D’autre part, les États membres pourront aussi utiliser des crédits issus de l’utilisation des terres dans le système ESD dans une limite de 280 millions de tonnes de CO2. Ainsi, si l’Irlande, pays très agricole, fait des efforts en matière de reforestation, elle pourra bénéficier d’une réduction de son objectif de 5,6%. L'Okö Institute a calculé que ces crédits carbone issus du maintien des forêts entraîneraient un bonus de 1,35 milliard de tonnes de CO2 équivalent dans la répartition de l'effort pour 2030.

 

"Interdire les faux départs"

 

Chaque année, la Commission évaluera les progrès accomplis et réalisera un contrôle plus formel de la conformité tous les cinq ans. Elle pourra exiger un plan d’action des États qui ne sont pas sur la bonne voie et les sanctionner le cas échéant. La quantité d’émissions excédentaires sera alors multipliée par 1,08 et le chiffre obtenu ajouté aux émissions de l’année suivante.

La trajectoire de réduction des émissions doit se faire de façon linéaire et décroissante, "avec une limite fixée pour chaque année", précise par ailleurs la Commission. Le point de départ choisi correspond à la moyenne des émissions entre 2016 et 2018. Une date de départ considérée comme un véritable point noir par les ONG. Dans un dossier de presse, le Réseau Action pour le Climat (RAC) estime que cela reviendrait à "récompenser" des pays qui "n’atteindront pas leur objectif climatique en 2020", à savoir la Belgique, le Luxembourg, l’Autriche et l’Irlande.

Le RAC propose, pour les pays identifiés comme retardataires, de fixer l’objectif qu’ils devaient atteindre en 2020 comme point de départ. "Choisir cette option permettrait de réduire le budget carbone de l’UE d’au moins 850 millions de tonnes de gaz à effet de serre, par rapport à l’option que la Commission propose." Ces 850 Mt GES représentent "davantage que les émissions de la France et de l’Allemagne cumulées en 2014".  

 

Transports : -60% d’ici 2050

 

La Commission européenne a également présenté, mercredi 20 juillet, une proposition concernant le 3ème pilier de son plan d’action en matière de climat et d’énergie sur l’utilisation des terres et des forêts.

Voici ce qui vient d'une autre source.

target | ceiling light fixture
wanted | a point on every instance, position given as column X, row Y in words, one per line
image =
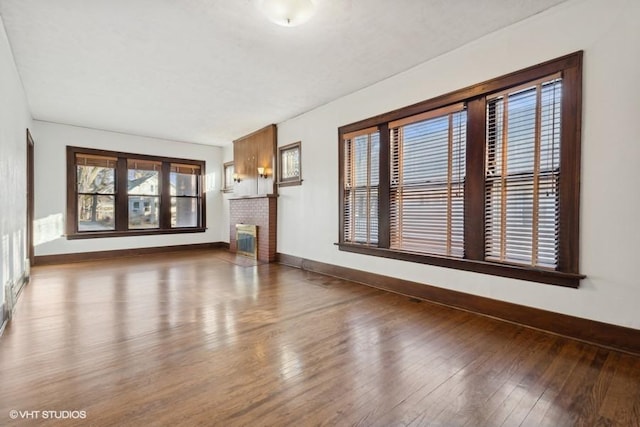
column 287, row 13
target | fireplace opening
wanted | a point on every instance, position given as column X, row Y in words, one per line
column 247, row 240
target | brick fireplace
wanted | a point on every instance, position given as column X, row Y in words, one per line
column 260, row 211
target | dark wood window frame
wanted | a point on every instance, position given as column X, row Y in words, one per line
column 475, row 98
column 283, row 182
column 227, row 186
column 121, row 197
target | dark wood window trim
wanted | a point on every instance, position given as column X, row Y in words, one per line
column 227, row 186
column 567, row 271
column 121, row 197
column 285, row 182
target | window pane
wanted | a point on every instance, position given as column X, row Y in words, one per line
column 522, row 191
column 144, row 212
column 184, row 211
column 290, row 163
column 362, row 172
column 143, row 177
column 95, row 179
column 228, row 176
column 184, row 184
column 95, row 212
column 428, row 160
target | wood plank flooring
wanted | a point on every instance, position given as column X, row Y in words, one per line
column 196, row 338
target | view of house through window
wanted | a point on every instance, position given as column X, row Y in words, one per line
column 117, row 192
column 184, row 195
column 481, row 179
column 143, row 178
column 95, row 192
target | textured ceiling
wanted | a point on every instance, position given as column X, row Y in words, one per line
column 210, row 71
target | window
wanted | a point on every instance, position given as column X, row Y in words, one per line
column 360, row 213
column 523, row 173
column 143, row 177
column 289, row 164
column 228, row 177
column 483, row 179
column 114, row 194
column 95, row 192
column 185, row 197
column 427, row 182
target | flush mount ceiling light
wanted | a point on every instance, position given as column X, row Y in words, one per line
column 287, row 13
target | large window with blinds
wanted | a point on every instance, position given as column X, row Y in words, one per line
column 114, row 194
column 427, row 182
column 483, row 179
column 361, row 173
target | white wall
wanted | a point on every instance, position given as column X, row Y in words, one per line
column 609, row 34
column 14, row 120
column 227, row 156
column 50, row 187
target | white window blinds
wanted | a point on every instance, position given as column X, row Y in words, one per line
column 427, row 182
column 361, row 179
column 523, row 173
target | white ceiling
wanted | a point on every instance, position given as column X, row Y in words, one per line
column 210, row 71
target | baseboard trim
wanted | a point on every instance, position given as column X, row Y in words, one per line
column 602, row 334
column 121, row 253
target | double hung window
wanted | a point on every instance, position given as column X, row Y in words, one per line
column 116, row 194
column 483, row 179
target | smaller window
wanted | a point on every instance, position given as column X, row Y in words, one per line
column 290, row 164
column 185, row 195
column 228, row 177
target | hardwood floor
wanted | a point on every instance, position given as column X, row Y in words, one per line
column 195, row 338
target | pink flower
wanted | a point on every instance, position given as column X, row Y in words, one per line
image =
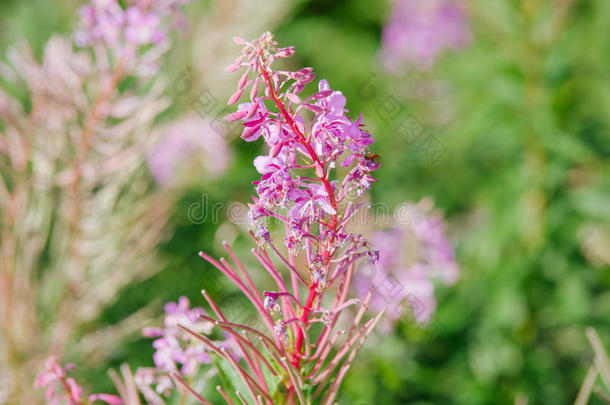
column 418, row 31
column 54, row 374
column 188, row 141
column 411, row 256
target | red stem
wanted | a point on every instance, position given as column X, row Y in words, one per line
column 333, row 218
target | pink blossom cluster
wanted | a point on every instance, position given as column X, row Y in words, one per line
column 418, row 31
column 411, row 256
column 141, row 23
column 318, row 158
column 191, row 139
column 296, row 184
column 68, row 392
column 176, row 351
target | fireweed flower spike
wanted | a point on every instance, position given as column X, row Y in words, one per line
column 288, row 360
column 62, row 389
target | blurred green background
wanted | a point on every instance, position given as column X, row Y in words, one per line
column 523, row 114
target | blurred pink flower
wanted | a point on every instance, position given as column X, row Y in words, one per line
column 411, row 255
column 418, row 31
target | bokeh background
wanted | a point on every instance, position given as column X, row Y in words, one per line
column 522, row 113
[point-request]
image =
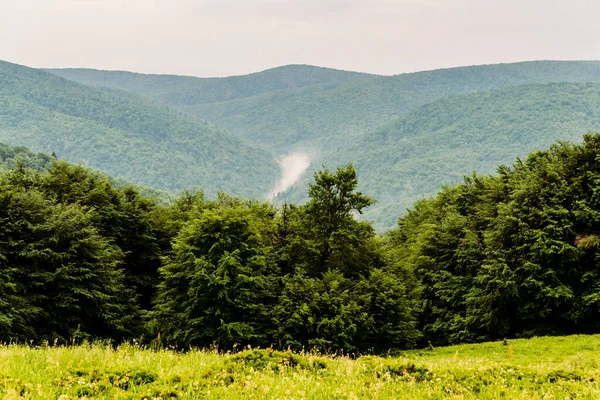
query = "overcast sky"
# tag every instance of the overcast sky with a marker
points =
(227, 37)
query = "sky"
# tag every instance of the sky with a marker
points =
(233, 37)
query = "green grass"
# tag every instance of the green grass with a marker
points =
(538, 368)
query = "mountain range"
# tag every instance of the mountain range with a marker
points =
(406, 134)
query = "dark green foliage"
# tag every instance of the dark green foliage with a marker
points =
(511, 255)
(66, 274)
(78, 257)
(220, 283)
(311, 276)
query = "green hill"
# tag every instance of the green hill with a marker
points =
(178, 90)
(321, 116)
(438, 143)
(126, 136)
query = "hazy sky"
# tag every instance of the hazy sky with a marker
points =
(226, 37)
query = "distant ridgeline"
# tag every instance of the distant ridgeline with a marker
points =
(406, 134)
(498, 256)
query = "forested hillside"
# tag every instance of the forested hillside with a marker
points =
(126, 136)
(321, 117)
(407, 134)
(498, 256)
(187, 90)
(440, 142)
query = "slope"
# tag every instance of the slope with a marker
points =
(320, 117)
(438, 143)
(178, 90)
(126, 136)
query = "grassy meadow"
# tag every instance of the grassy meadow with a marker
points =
(537, 368)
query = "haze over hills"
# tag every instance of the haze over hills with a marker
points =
(406, 134)
(178, 90)
(319, 117)
(126, 135)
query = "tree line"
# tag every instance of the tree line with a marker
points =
(509, 255)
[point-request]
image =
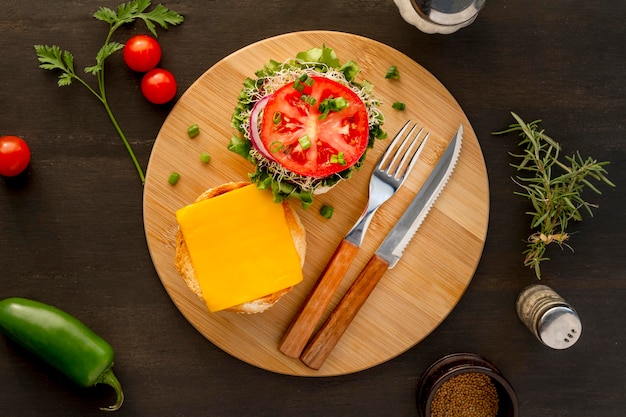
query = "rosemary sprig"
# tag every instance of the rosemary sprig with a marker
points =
(53, 58)
(553, 187)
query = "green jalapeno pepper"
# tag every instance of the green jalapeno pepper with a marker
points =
(62, 341)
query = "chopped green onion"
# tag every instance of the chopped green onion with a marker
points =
(310, 100)
(276, 146)
(302, 81)
(305, 142)
(332, 104)
(174, 177)
(205, 157)
(392, 73)
(193, 130)
(327, 211)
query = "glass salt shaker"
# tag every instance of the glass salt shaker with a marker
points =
(439, 16)
(548, 316)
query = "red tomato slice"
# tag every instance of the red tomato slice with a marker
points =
(333, 143)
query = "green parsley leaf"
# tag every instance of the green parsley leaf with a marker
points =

La proposition impose à chaque État membre de veiller à ce que les émissions de CO2 comptabilisées provenant de l'utilisation des terres soient entièrement compensées par des absorptions équivalentes de CO2 présent dans l’atmosphère, sur le principe du "bilan neutre ou positif". Cela signifie que si un État membre abat une forêt, il est tenu de compenser les émissions de CO2 produites en plantant de nouvelles forêts ou en améliorant la gestion durable de ses forêts, terres cultivées et prairies existantes. Cet engagement avait déjà été pris dans le cadre du protocole de Kyoto jusqu’en 2020. Il est dès lors maintenu jusqu’en 2030.

Enfin, la Commission a présenté une communication sur la "stratégie européenne pour une mobilité à faible taux d'émissions". Le document émet l’objectif ambitieux de réduire, d'ici au milieu du siècle, les émissions de gaz à effet de serre dues aux transports d’au moins 60% par rapport à leur niveau de 1990. Mais cet objectif n’est pas contraignant et n’est donné qu’à titre indicatif. Le secteur des transports est le seul à avoir vu ses émissions augmenter depuis 1990.